As you record the key details listed above and draft your reference‐list entry, ask these questions to make sure you are recording all the relevant information and formatting the citation correctly:

Are you listing an article from a newspaper?

After the author (or title, if unsigned), list the full issue date, putting the year first, a comma, then month and day (if given). After the article’s title (or date, if unsigned), list the periodical’s name (italicized), a comma, p. or pp., and the article’s pages. If the periodical name does not indicate the publication city, list it in parentheses after the name.

Are you listing an article from a peer-reviewed journal?

After the author, provide only the year of the volume for the date. After the article’s title (or date, if unsigned), list in italics the journal’s name, a comma, then the volume (italicized), another comma, and page numbers for the article (no p. or pp. in this case). If the journal restarts pagination with each issue in the volume (or, issue pagination), identify the issue in parentheses (but no italics) immediately after the volume.



Davis, J., Payne, G. T., & McMahan, G. (2007). A few bad apples? Scandalous behavior of mutual fund managers. Journal of Business Ethics, 76, 319-334.

Nikbin, D., Ismail, I., Marimuthu, M., & Jalalkamali, M. (2010). Perceived justice in service recovery and recovery satisfaction: The moderating role of corporate image. International Journal of Marketing Studies, 2(2), 47-56.

Are you listing a magazine article?

Always provide the full issue date. If no volume or issue is listed, then format the rest of the entry like a newspaper article; otherwise, like a journal article.



O’Brien, D. (2004, August 21). Protecting computers against “evil” emails. New Scientist, 2461, 23.

Is the article unsigned?

List the title of the article first, before the date. The periodical name goes immediately after the date, followed by the standard details about issue and pages.



An advocate for equal justice. (2010, March 10). The New York Times, p. 26.

Is the article a review, editorial, or other special genre?

Describe the genre in square brackets ([. . .]) after the article title.

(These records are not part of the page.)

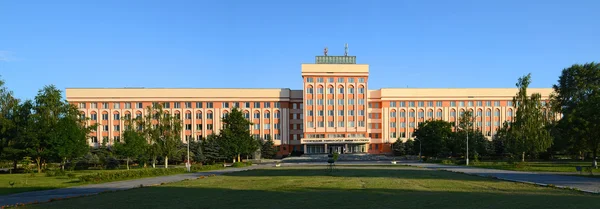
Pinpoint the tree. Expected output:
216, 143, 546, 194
551, 62, 600, 167
260, 137, 277, 159
219, 108, 259, 162
51, 102, 97, 170
138, 104, 182, 168
27, 85, 65, 173
115, 118, 148, 170
392, 138, 406, 156
202, 134, 227, 164
414, 120, 453, 156
506, 74, 552, 161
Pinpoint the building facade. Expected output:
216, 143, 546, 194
66, 53, 553, 155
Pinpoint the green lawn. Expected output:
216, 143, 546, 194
27, 166, 600, 209
471, 162, 600, 174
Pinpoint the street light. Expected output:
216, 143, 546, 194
457, 123, 470, 166
415, 138, 421, 161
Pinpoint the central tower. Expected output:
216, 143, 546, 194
301, 48, 370, 153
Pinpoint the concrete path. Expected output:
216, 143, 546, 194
281, 161, 600, 194
399, 162, 600, 194
0, 165, 273, 206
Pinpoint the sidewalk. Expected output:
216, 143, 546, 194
0, 165, 268, 206
399, 163, 600, 194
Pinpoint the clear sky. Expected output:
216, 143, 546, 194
0, 0, 600, 98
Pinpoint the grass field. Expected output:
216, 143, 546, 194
26, 166, 600, 209
0, 167, 188, 195
471, 162, 600, 174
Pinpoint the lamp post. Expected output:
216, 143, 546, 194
185, 137, 192, 172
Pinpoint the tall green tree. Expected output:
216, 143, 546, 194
50, 102, 96, 170
552, 62, 600, 167
0, 79, 25, 169
27, 85, 65, 173
414, 120, 453, 156
139, 103, 182, 168
506, 74, 552, 161
219, 108, 259, 162
114, 118, 148, 170
259, 137, 277, 159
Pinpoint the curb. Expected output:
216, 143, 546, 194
403, 164, 600, 194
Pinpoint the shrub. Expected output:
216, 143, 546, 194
67, 173, 77, 179
231, 162, 246, 168
46, 169, 67, 177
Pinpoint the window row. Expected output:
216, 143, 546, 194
306, 85, 365, 94
306, 121, 365, 128
79, 102, 281, 109
306, 110, 365, 116
306, 99, 365, 106
306, 77, 365, 83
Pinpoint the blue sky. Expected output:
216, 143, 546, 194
0, 0, 600, 98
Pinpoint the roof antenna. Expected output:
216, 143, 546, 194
344, 43, 348, 56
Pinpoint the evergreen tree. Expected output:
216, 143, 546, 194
506, 74, 552, 161
260, 137, 277, 159
219, 108, 259, 162
392, 138, 406, 156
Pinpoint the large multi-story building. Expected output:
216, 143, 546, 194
66, 51, 552, 155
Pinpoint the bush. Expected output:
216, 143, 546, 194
231, 162, 246, 168
46, 169, 67, 177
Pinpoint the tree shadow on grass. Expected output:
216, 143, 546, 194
224, 166, 508, 181
31, 186, 600, 209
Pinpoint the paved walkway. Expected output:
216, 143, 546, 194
0, 165, 273, 206
400, 162, 600, 193
281, 161, 600, 193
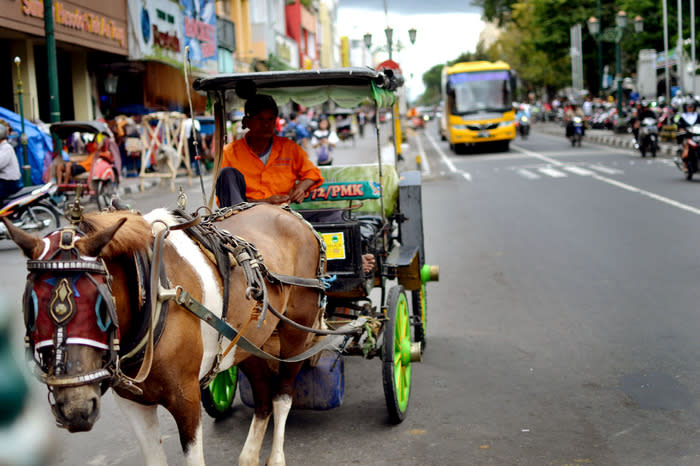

For reviews, include a reference to the title of the work being reviewed followed by the names of those given primary credit for the reviewed work.



Baumeister, R. F. (1993). Exposing the self-knowledge myth [Review of the book The self knower: A hero under control, by R. A. Wicklund & M. Eckert]. Contemporary Psychology, 38, 466-467.

Bradford, B. (2000, November 19). Newt at rest [Letter to the editor]. New York Times Magazine, p. 28.

Puig, C. (2008, July 13). [Review of the movie The incredible hulk, written by Z. Penn & directed by L. Leterrier, 2008]. Life, p. 05e.

Sweeney, E. (2010, September/October). A collective intelligence [Editorial]. American Jails, 24(4), 5, 93.